Use the “OpenGL overview render” capability very aggressively at first: get your shots down cold. Cut-together the final sequence, then use that to decide exactly what explosion-clips you need, and what you can get away with to save time. Do the comps in low-resolution, too. Do the whole thing low-res, then go back and drop-in final renders one-by-one. Then, “season to taste.”
Start by animating the movement of the barrel and the recoil-response of the tank itself (which, as you see from the live-shot, occurs over the space of several seconds).
Recoil happens in several stages. Projectile gets fired out of barrel. Gun recoils with recoil mechanism first. Load on the recoil mechanism in turn puts load on the tank frame. Tank suspension reacts this load. Remember that projectile weights around 100 lbs,while tank weight 50 tons! The inertia of tank is massive and it moves much slower than gun recoil after a shot.
Here is good info on recoil mechanism and how it works:
Thanks to ridix and sundialsvc4 for your kind comments. I was just trying to help the first guy get a shot fired from a simple tank and have now got hooked on getting the darn thing right. Your comments have given me a lot to think about and experiment with, so it’s back to the drawing board and lots of homework for me. I have got some basic smoke done, but need to play a lot more with it before I post anything back here.
BTW - what happened to Tokugawa23? Did he ever get a tank working, maybe we all frightened him off the idea!
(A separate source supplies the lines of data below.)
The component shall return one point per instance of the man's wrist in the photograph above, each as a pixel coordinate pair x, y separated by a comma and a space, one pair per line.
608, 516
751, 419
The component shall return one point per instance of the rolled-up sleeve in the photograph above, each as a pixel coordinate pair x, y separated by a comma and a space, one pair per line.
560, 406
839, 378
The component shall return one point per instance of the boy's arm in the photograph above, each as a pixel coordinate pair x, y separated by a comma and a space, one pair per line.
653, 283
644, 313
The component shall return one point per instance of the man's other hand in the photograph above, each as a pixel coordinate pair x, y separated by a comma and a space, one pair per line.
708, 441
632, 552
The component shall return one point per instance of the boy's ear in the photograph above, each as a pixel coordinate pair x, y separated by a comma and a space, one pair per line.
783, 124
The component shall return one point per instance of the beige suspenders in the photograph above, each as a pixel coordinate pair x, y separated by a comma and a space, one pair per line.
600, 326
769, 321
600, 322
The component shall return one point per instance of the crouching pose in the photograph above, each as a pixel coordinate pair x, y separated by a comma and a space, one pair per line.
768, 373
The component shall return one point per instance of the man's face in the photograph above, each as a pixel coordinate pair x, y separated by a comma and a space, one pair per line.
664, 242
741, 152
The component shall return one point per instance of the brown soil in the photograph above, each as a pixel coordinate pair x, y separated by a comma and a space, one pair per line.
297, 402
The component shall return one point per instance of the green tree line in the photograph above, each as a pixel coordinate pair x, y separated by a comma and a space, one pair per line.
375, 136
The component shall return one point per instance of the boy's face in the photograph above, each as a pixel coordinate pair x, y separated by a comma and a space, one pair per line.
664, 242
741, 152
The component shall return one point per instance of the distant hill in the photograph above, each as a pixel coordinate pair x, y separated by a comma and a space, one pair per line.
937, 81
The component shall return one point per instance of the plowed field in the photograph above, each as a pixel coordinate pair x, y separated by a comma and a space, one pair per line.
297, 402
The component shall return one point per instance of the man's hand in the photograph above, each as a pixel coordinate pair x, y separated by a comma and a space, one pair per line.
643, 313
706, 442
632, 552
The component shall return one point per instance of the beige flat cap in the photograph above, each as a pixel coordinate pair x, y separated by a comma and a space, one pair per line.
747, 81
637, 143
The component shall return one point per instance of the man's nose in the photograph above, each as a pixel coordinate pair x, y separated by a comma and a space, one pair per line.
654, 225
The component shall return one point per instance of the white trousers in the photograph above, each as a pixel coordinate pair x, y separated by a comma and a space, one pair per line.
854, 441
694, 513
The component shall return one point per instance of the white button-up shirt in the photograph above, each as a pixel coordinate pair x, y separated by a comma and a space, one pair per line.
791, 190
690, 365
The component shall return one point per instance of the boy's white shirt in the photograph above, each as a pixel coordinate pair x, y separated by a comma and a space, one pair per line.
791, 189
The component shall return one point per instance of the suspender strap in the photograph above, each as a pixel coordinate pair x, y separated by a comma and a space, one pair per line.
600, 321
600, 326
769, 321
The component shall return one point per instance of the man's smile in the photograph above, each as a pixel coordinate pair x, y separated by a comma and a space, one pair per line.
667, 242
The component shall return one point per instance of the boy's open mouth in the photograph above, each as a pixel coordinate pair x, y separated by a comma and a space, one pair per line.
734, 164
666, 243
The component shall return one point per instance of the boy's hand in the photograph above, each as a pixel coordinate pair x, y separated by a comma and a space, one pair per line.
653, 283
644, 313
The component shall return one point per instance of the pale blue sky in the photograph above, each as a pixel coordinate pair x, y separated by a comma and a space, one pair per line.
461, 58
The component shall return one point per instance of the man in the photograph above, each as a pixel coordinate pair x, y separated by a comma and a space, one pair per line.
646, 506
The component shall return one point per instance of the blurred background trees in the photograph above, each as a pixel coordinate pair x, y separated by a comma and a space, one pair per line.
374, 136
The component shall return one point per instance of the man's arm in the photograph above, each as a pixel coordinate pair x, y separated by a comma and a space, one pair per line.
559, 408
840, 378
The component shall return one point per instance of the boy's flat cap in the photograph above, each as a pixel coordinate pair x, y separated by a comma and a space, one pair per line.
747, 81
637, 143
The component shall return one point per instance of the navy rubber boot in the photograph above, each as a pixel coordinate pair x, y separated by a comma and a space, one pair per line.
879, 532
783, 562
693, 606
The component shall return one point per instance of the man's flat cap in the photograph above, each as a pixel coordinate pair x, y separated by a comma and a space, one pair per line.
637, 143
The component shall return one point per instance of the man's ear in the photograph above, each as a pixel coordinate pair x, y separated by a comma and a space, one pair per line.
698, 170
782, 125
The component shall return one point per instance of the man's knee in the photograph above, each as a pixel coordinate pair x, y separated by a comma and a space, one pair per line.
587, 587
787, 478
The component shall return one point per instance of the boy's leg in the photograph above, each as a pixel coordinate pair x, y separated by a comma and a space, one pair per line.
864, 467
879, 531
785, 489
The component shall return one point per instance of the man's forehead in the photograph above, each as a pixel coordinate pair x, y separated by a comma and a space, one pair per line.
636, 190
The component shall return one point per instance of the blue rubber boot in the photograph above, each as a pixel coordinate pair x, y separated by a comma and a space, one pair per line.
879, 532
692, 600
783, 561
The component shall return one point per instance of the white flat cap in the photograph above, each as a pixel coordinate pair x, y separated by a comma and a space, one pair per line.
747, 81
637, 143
There is a thing about tank cannon smoke. They are using smokeless powder. That is why they dissipate very quickly. They are much more clean burning than old gun powder.
From the slow motion video it almost looks like unburnt powder simply ignites out of cannon in a flash. Every thing burn away clean and almost no smoke left at all! Consider that when you simulate smoke.
Thanks again - I’ll work on this over the next few days (Mrs. Clockmender wants me to “Stop playing with Blender and decorate the cloakroom”) so it may take more time than I originally expected…
PS. Why does smoke stop flowing after 250 frames? How do I start it at say frame 200 and stop it at 300? When I try to keyframe the smoke density, 0 initially and 1 at some point, it stops working altogether, even if I delete the keyframes, and never starts again. I have tried searching this and drawn a blank.